I have a dual-core CPU and would like to use OpenMP to run two CPU thread processes while a third thread runs the CUDA calls. My performance numbers aren’t quite clear about whether CUDA is letting me do this or not. So, my questions are two:
Does kernel execution on either of the recent releases (0.8 and 0.9) block a CPU? I realize that the calls are asynchronous as of v0.9, but I saw no change in my performance numbers between versions 0.8 and 0.9, so I have to ask.

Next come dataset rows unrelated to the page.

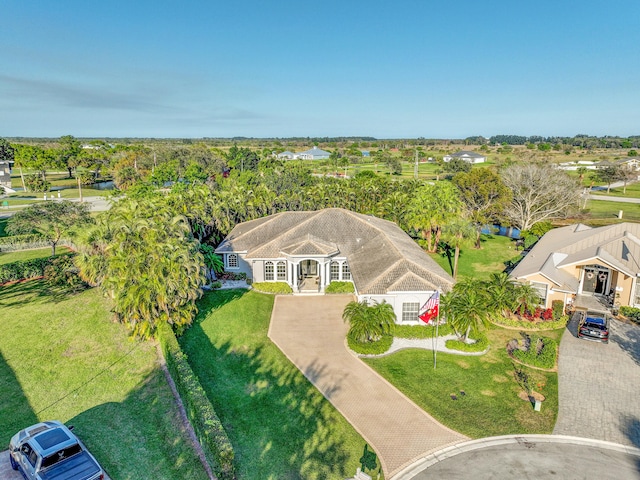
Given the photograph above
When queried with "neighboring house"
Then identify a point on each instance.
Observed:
(585, 266)
(309, 250)
(5, 174)
(469, 157)
(286, 155)
(314, 154)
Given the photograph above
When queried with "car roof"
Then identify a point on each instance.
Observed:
(49, 437)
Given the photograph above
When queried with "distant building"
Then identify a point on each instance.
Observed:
(467, 156)
(313, 154)
(5, 174)
(287, 155)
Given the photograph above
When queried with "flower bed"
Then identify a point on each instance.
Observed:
(522, 323)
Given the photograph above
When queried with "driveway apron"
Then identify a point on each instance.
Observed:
(599, 385)
(310, 332)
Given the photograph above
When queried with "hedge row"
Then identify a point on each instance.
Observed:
(281, 288)
(480, 345)
(209, 430)
(421, 331)
(23, 269)
(541, 352)
(527, 325)
(340, 287)
(370, 348)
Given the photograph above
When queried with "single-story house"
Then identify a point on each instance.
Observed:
(313, 154)
(467, 156)
(309, 250)
(589, 267)
(287, 155)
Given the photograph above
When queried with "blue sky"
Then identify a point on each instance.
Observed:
(285, 68)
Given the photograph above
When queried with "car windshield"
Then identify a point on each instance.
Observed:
(61, 455)
(596, 323)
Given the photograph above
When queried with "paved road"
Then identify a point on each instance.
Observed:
(539, 457)
(599, 386)
(310, 332)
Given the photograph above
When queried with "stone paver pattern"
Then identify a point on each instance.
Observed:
(310, 332)
(599, 385)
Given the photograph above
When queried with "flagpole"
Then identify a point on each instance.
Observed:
(435, 350)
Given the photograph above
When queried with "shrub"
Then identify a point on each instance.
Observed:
(209, 430)
(534, 350)
(480, 345)
(23, 269)
(340, 287)
(277, 288)
(61, 272)
(557, 307)
(421, 331)
(370, 348)
(632, 313)
(530, 325)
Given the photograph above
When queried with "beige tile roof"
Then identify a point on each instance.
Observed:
(617, 245)
(382, 257)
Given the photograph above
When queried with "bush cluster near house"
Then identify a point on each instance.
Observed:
(340, 287)
(534, 350)
(276, 288)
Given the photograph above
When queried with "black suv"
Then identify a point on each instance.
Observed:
(594, 326)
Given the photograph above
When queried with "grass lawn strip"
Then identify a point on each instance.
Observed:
(279, 424)
(490, 404)
(61, 357)
(21, 255)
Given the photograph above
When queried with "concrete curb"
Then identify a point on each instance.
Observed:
(448, 452)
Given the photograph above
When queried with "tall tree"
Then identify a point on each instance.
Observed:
(52, 220)
(484, 195)
(539, 192)
(430, 208)
(146, 259)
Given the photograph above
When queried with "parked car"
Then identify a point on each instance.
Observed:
(594, 326)
(50, 451)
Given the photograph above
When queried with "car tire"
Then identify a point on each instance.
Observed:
(14, 465)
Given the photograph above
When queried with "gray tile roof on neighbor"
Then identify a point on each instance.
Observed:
(382, 258)
(617, 245)
(466, 153)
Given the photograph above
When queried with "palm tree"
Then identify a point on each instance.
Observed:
(467, 307)
(369, 323)
(458, 233)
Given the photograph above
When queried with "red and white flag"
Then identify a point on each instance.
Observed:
(430, 309)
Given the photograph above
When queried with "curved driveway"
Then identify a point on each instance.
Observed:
(310, 332)
(599, 386)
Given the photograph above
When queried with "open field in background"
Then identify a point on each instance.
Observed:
(490, 404)
(62, 357)
(279, 424)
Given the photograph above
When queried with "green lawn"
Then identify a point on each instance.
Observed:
(62, 357)
(607, 212)
(280, 426)
(491, 405)
(20, 255)
(480, 264)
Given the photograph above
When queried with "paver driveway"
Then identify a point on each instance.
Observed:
(310, 332)
(599, 386)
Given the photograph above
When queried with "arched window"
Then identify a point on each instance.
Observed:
(268, 271)
(346, 271)
(335, 271)
(281, 268)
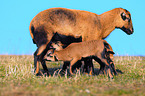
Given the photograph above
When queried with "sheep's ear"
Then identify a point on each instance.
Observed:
(49, 54)
(111, 52)
(123, 16)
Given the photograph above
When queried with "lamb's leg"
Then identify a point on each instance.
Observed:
(107, 66)
(71, 64)
(88, 66)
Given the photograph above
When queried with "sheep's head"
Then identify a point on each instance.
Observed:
(125, 22)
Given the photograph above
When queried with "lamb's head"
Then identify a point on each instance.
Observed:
(50, 56)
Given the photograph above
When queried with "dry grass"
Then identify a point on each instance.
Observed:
(17, 78)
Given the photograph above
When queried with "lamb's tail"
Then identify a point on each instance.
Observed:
(108, 48)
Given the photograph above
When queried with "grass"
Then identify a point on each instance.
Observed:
(17, 79)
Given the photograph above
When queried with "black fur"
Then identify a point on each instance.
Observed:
(62, 14)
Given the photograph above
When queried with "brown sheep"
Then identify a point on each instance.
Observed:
(95, 49)
(74, 26)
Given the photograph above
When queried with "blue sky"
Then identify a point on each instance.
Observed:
(16, 16)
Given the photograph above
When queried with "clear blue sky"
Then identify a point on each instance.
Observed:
(16, 15)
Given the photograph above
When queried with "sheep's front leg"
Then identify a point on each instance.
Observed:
(71, 64)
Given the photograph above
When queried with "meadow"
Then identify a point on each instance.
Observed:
(17, 79)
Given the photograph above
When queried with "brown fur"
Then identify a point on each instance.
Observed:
(77, 51)
(75, 23)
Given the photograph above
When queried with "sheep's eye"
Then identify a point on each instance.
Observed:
(123, 16)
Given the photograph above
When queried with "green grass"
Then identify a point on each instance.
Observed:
(17, 79)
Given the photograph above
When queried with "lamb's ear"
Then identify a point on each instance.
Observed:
(110, 52)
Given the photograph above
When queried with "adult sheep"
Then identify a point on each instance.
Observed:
(74, 26)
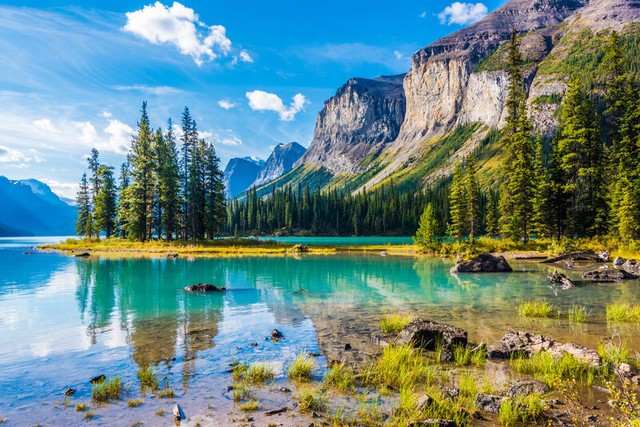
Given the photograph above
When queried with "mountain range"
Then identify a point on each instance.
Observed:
(411, 129)
(242, 173)
(29, 208)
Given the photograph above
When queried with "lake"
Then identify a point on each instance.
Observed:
(64, 320)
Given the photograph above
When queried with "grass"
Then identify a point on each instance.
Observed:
(300, 369)
(544, 367)
(577, 314)
(312, 400)
(393, 323)
(259, 373)
(148, 378)
(539, 308)
(134, 403)
(340, 377)
(623, 312)
(522, 409)
(250, 406)
(399, 367)
(107, 391)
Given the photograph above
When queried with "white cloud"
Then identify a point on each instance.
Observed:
(462, 13)
(179, 26)
(265, 101)
(119, 136)
(226, 104)
(153, 90)
(45, 125)
(232, 141)
(245, 57)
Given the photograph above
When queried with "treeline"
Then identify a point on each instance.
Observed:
(288, 211)
(163, 191)
(585, 182)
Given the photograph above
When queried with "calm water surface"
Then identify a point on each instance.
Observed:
(64, 320)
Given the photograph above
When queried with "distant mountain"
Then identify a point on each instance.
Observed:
(29, 207)
(240, 173)
(280, 162)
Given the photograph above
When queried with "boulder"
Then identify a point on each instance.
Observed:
(488, 402)
(204, 287)
(483, 263)
(523, 343)
(583, 354)
(607, 275)
(525, 387)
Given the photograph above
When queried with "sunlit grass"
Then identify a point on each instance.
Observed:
(540, 308)
(301, 368)
(393, 323)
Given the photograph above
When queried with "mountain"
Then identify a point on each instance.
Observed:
(240, 173)
(411, 129)
(280, 161)
(29, 207)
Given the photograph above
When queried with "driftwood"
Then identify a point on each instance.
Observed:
(574, 255)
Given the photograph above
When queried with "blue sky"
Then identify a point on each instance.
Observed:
(253, 73)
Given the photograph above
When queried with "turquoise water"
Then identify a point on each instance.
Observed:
(64, 320)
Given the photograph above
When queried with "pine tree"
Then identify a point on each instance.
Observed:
(427, 233)
(105, 211)
(517, 189)
(84, 222)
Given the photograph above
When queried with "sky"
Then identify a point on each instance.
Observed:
(253, 73)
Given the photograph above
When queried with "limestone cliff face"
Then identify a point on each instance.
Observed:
(359, 120)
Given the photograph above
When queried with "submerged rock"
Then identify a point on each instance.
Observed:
(204, 287)
(483, 263)
(426, 334)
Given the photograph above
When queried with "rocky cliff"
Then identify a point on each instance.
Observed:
(279, 162)
(363, 116)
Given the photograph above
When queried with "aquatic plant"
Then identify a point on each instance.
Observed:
(259, 373)
(623, 312)
(540, 308)
(577, 314)
(394, 323)
(148, 378)
(105, 391)
(340, 377)
(300, 369)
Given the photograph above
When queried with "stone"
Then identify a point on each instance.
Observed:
(583, 354)
(524, 343)
(483, 263)
(525, 387)
(204, 287)
(488, 402)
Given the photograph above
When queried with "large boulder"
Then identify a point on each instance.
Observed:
(427, 335)
(483, 263)
(204, 287)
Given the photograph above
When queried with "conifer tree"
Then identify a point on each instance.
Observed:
(427, 233)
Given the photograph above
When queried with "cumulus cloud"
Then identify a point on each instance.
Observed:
(265, 101)
(245, 57)
(462, 13)
(181, 27)
(45, 125)
(226, 104)
(119, 136)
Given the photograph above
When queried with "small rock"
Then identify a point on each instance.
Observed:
(98, 379)
(525, 387)
(488, 402)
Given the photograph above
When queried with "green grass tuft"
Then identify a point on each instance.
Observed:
(540, 308)
(300, 369)
(393, 323)
(107, 391)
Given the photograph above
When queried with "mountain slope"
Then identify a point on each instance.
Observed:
(240, 173)
(30, 208)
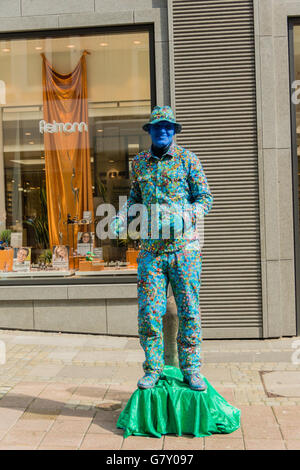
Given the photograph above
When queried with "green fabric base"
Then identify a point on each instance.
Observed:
(171, 407)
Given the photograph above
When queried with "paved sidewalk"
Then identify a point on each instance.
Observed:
(66, 391)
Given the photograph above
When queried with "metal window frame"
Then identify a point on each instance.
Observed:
(291, 23)
(86, 31)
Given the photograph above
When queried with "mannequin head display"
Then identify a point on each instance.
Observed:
(162, 133)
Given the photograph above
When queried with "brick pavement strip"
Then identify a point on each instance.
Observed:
(56, 391)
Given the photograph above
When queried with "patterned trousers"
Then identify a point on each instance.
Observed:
(182, 269)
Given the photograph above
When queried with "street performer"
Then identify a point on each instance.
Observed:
(171, 180)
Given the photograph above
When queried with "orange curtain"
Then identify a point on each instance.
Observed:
(67, 152)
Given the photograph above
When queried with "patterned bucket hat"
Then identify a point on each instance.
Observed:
(162, 113)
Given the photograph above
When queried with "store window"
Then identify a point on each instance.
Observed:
(71, 115)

I know that my data transfers (the non-asynchronous part of my CUDA code) take up an insignificant amount of time, so I am not sure what could be causing the performance numbers that I see. I use “omp parallel sections” to split my serial code into two threads, one contains only GPU/CUDA subroutines, the other CPU routines. The CPU thread splits again with an “omp parallel do,” and all threads rejoin at the end of the computation. Without OpenMP, the GPU part takes 24 seconds and the CPU part (1 thread) takes 58 seconds (running serially). With OpenMP, all 3 threads start simultaneously (I suspect) and the start-to-finish wall time for the GPU section is 24 seconds and the start-to-finish wall time for the CPU section is 34 seconds. If we assume that the CPU isn’t burdened by CUDA, then the 58 seconds of computation should take 29 seconds to complete, and not 34. But if we assume that CUDA blocks, then the CPU section should run one thread for 24 seconds and then two for another 17, totalling 58 seconds of work and 41 seconds of wall-clock time.
Am I approaching this incorrectly? Have I missed something? Or does CUDA still require a large amount of time from the CPU during kernel calls?